It’s been a few years since Canonical stopped using the GNOME desktop environment for Ubuntu Linux and instead switched to its own Unity user interface. While Unity has come a long way in the last few years, some people still hate it.
Soon you’ll also be able to install a GNOME-centric version of Ubuntu. It’s scheduled to ship on October 18th, when Ubuntu 12.10 is released.
We first heard about plans for a GNOME version of Ubuntu 12.10 from Bicha a few months ago, but now he’s confirmed that it’ll be ready to launch this fall.
Along with the GNOME desktop environment and user interface, this version of the operating system will include a different set of default apps than the main branch of Unity. For instance, it will come with Epiphany and Abiword rather than Firefox and LibreOffice. It’s not clear if the operating system will use the Ubuntu Software Center or the gnome-packagekit system for installing and updating apps.

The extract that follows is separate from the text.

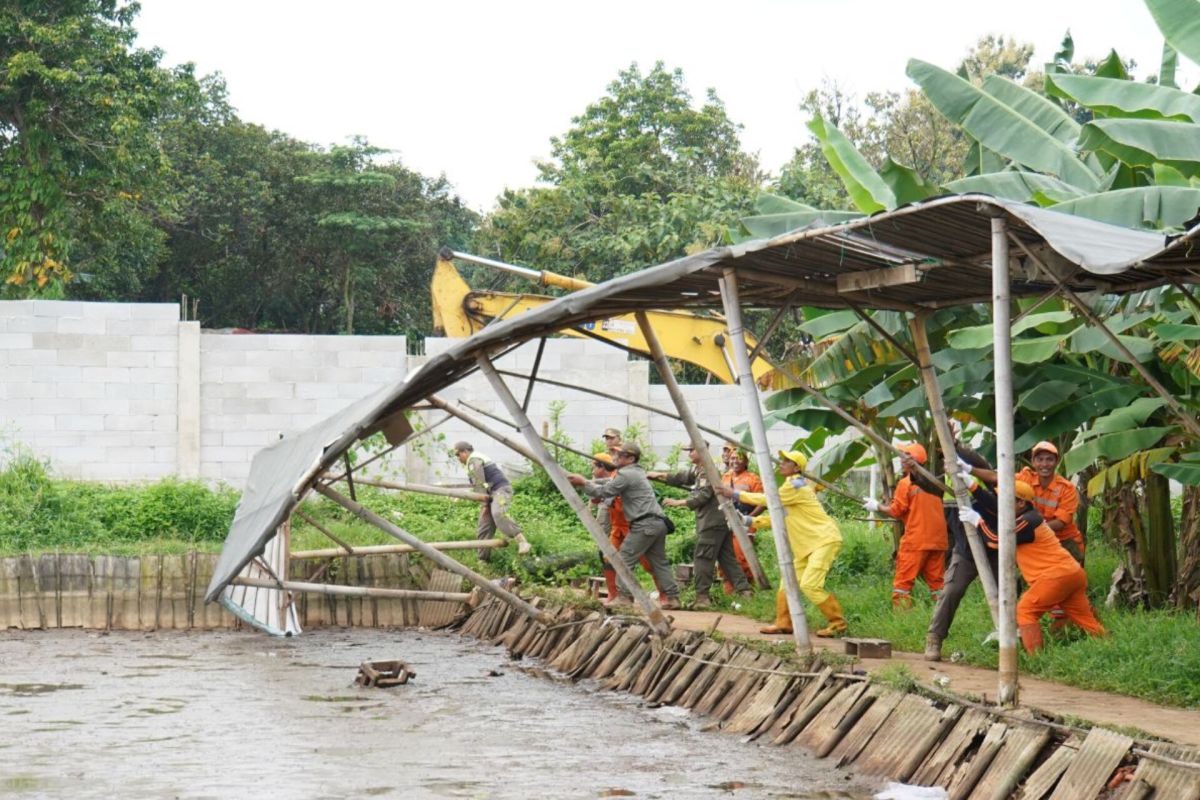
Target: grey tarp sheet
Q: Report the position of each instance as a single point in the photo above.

It’s not yet clear exactly what the operating system will be called. Right now there’s a coming soon page at gnomebuntu.org, but the GNOME Foundation apparently isn’t happy with that name, so it will probably change before release.
Whatever it’s called, the Ubuntu GNOME Edition will be a community-supported spinoff of Ubuntu rather than a fully funded project from Ubuntu’s parent company Canonical. But that’s true of Kubuntu and other popular variants as well.